Квашнин перевел взгляд на стоящего за его плечом Мартина и спросил:
— Как у нас дела?
Тот оттер тощим плечом Шелковникова и, шагнув в купе, протянул Квашнину тоненькую папку. Тот с безразличным видом взял ее, вздохнул и посмотрел на дверь. Шелковников с Мартиным посторонились, и Квашнин в два шага очутился у окна. Роста он был огромного. Теперь директор банка и его зам оказались в купе, а Квашнин уставился на раскинувшийся за окном разлапистый Чацкий вокзал, похожий на беспородную дворнягу. Осыпавшаяся местами штукатурка, словно выстриженная лишаем шерсть, слезящиеся глаза окон с бельмами грязи и покорность судьбе. И вдруг в полусонном взгляде Квашнина впервые появился интерес.

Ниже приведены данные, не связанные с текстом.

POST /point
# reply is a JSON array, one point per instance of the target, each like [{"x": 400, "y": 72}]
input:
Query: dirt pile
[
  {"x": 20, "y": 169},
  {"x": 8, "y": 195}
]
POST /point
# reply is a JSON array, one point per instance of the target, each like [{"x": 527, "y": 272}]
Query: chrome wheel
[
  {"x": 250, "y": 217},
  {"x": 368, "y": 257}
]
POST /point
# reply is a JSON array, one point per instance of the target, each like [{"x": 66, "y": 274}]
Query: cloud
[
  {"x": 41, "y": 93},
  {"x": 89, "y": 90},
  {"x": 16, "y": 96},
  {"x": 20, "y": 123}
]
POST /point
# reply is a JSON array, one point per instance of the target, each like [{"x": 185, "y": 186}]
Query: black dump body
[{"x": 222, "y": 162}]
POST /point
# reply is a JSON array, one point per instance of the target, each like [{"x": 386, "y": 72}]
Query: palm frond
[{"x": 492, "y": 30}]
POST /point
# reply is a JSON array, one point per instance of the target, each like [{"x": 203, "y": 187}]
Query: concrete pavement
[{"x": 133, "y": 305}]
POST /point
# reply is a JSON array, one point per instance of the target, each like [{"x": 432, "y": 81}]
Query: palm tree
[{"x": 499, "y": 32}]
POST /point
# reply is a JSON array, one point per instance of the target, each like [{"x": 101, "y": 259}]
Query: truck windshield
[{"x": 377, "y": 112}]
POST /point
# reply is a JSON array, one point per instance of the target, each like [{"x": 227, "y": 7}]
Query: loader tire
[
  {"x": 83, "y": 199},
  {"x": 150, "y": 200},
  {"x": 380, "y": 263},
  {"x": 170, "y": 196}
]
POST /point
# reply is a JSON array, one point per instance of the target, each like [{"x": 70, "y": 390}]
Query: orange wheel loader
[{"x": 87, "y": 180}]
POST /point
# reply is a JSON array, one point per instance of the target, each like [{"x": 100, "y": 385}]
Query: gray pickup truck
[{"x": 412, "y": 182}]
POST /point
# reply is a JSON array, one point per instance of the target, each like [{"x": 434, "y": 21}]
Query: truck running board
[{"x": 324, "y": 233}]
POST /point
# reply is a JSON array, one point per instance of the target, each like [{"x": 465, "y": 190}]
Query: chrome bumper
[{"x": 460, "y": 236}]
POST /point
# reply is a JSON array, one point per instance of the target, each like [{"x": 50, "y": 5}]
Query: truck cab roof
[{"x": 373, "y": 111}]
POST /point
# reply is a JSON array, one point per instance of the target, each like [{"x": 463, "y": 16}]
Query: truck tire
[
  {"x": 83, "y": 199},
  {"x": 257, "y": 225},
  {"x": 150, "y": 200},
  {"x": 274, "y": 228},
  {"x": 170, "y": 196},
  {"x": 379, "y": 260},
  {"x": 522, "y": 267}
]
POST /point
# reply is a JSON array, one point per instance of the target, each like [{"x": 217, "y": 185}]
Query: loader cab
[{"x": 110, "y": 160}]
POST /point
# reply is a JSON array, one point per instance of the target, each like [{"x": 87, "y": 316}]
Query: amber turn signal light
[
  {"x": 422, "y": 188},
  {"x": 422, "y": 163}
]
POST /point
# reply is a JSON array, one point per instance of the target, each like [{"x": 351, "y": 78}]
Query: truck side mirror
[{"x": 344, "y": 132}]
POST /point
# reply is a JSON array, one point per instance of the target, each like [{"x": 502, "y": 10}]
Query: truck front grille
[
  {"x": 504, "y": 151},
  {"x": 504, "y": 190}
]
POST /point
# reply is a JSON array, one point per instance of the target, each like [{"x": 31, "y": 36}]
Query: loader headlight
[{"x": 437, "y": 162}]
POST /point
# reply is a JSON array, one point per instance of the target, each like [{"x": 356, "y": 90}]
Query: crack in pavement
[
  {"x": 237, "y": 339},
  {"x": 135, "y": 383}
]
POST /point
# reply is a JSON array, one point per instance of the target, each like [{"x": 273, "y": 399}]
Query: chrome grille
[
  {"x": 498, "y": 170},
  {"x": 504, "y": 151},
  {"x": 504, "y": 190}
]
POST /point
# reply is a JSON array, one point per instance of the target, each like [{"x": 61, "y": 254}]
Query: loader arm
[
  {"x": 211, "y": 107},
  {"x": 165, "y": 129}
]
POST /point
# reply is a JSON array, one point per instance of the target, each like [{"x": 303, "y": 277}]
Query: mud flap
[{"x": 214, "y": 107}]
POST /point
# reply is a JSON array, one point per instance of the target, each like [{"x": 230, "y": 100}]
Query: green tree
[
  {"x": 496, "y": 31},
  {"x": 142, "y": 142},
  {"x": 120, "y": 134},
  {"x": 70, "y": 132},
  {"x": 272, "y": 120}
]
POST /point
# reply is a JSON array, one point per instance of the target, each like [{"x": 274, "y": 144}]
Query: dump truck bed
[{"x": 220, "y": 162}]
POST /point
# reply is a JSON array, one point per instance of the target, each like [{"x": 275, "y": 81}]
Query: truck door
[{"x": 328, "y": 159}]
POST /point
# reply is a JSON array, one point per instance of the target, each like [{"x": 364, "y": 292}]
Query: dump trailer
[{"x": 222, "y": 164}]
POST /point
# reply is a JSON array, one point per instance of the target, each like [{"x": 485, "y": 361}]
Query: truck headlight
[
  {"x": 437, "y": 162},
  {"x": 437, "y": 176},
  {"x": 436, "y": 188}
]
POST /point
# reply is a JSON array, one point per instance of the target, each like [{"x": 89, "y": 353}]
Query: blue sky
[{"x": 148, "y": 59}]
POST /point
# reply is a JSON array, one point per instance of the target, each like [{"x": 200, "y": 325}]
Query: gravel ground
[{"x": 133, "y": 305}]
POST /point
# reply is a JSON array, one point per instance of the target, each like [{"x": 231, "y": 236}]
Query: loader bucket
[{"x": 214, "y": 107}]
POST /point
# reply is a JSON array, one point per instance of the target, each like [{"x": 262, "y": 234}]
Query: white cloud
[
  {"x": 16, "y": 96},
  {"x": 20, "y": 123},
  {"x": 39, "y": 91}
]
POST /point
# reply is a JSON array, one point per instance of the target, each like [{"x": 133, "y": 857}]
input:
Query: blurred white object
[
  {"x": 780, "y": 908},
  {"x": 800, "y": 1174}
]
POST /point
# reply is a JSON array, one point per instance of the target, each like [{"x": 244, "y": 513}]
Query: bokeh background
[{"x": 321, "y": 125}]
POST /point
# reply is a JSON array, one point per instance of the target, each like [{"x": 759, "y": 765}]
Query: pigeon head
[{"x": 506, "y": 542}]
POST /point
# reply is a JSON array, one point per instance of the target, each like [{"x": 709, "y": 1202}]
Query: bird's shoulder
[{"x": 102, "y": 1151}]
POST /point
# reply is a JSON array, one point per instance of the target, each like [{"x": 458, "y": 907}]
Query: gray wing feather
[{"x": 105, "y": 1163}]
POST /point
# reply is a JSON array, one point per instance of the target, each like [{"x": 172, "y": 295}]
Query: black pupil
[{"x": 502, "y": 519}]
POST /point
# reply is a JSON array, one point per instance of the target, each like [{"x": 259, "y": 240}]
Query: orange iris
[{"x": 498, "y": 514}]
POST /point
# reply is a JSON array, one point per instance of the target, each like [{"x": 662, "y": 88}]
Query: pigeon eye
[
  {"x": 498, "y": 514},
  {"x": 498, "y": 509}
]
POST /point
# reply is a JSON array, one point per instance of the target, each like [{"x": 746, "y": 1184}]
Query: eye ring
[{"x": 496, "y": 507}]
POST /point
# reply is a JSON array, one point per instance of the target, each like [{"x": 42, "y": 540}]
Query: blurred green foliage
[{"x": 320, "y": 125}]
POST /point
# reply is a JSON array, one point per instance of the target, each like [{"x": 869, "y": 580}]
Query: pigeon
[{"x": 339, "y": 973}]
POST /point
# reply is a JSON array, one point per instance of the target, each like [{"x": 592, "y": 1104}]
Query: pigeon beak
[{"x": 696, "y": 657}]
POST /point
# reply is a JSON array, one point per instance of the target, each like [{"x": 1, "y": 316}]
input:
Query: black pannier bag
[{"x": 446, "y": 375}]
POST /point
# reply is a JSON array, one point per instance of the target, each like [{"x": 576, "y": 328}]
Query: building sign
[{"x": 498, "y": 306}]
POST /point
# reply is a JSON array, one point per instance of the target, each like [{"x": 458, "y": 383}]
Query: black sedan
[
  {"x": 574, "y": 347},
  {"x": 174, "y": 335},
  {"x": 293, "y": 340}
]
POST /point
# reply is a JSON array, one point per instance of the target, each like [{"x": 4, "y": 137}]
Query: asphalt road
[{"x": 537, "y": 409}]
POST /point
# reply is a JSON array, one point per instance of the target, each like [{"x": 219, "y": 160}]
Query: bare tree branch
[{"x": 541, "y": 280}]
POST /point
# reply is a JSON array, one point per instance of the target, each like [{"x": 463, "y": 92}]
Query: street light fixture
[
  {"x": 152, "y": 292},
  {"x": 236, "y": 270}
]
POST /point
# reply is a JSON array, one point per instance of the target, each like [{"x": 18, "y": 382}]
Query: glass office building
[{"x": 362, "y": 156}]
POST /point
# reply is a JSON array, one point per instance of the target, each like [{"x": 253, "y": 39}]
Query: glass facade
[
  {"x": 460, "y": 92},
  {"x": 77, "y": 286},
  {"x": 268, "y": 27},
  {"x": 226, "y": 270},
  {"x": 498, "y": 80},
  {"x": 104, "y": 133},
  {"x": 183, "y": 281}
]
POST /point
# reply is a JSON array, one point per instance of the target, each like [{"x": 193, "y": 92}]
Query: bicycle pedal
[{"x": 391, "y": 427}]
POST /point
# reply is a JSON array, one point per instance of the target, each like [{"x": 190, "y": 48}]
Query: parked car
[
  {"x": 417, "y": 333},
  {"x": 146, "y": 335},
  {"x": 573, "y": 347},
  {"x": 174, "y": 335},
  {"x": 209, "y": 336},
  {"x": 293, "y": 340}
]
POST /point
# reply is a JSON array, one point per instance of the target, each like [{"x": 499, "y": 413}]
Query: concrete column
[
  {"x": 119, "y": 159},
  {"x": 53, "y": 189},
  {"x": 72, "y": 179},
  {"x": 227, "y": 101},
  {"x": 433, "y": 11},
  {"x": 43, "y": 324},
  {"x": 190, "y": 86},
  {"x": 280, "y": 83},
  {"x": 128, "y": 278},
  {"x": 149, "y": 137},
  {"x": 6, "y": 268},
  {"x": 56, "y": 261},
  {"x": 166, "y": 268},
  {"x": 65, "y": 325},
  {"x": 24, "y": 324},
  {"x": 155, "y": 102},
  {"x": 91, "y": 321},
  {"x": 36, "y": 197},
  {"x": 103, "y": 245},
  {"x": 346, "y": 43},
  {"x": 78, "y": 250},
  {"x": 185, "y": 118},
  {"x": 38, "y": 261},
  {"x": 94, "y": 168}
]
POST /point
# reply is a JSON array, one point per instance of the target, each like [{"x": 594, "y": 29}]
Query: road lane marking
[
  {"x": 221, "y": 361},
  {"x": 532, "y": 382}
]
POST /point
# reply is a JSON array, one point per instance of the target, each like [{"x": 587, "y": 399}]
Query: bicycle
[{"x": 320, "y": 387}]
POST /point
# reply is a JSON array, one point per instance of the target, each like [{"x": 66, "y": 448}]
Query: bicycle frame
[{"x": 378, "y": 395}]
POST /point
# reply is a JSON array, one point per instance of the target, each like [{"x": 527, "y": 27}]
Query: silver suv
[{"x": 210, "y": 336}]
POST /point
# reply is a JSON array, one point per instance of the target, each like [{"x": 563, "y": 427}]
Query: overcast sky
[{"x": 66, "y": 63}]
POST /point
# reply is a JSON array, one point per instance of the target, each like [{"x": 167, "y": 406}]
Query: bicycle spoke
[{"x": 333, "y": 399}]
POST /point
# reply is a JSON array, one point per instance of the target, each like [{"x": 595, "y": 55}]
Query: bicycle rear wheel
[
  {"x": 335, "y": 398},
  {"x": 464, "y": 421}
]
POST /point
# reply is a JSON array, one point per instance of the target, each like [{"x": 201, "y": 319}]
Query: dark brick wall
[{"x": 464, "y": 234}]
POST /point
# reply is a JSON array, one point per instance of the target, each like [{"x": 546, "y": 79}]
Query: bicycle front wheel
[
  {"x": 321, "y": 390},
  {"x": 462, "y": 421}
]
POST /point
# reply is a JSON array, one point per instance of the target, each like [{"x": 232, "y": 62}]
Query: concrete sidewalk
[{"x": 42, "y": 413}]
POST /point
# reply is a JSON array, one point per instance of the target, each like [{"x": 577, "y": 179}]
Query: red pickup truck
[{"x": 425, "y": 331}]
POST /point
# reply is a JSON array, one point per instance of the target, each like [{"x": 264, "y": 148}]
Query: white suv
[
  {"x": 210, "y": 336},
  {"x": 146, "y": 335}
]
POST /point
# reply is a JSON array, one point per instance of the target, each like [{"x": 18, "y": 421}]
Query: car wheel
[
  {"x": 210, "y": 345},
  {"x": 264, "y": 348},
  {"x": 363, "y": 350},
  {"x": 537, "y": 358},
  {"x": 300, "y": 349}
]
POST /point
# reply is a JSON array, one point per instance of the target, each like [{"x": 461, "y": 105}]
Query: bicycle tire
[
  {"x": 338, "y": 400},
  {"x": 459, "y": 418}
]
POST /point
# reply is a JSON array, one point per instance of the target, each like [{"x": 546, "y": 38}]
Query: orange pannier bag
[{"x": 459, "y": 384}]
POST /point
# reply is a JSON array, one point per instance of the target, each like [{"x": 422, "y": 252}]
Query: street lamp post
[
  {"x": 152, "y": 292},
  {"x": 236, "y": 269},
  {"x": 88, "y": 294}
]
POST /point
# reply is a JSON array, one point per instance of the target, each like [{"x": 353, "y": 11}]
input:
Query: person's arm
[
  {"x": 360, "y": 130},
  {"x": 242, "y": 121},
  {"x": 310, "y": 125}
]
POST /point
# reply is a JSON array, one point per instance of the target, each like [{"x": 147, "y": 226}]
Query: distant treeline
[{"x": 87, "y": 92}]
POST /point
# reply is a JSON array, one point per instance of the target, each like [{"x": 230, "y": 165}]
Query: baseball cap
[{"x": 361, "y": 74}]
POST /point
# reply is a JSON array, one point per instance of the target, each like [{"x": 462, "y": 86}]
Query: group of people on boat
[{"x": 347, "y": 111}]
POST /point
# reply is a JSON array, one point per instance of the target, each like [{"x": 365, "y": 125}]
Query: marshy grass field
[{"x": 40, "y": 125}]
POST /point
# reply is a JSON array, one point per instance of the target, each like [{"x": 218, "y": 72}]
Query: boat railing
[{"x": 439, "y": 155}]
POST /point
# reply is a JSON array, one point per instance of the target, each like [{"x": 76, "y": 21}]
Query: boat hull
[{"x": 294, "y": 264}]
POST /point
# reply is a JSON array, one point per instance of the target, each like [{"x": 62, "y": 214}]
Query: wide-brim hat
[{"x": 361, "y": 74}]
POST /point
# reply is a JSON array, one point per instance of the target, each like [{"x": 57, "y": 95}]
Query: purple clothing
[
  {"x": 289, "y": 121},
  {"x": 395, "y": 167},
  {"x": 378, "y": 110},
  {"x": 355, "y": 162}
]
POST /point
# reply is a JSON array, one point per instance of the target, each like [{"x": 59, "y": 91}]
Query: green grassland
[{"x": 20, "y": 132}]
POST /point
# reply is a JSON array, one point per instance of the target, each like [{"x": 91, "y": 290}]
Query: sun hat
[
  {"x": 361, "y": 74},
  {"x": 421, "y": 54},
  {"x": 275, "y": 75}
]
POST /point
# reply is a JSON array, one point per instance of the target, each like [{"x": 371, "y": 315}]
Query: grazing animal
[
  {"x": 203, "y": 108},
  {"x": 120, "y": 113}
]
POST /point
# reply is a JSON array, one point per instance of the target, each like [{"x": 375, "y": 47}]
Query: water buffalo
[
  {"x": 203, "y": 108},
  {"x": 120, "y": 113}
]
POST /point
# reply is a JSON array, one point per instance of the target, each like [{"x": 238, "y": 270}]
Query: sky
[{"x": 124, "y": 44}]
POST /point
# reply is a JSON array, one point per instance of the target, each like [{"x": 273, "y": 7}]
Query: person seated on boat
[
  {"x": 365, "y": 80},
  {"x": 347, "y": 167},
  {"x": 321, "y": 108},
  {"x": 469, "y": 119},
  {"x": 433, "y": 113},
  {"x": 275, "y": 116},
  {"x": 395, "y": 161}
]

Мартин принялся на память бубнить цифры, которые были в папке.
— Кто эта девочка? — внезапно прервал его Квашнин.
Шелковников сунулся к окну и с явным облегчением от того, что может ответить на заданный вопрос, потому что он не касается банковских дел, сказал:
— А, это Нина Зиненко, дочь нашего старшего экономиста.
— Хорошенькая.
Мартин опять забубнил, Шелковников незаметно вытер выступивший на лбу пот. Квашнин, не отрываясь, смотрел в окно.
— Как говоришь, ее зовут? Нина? — опять перебил он Мартина.
— Да, — кивнул Шелковников. — Вечером будет банкет, и она…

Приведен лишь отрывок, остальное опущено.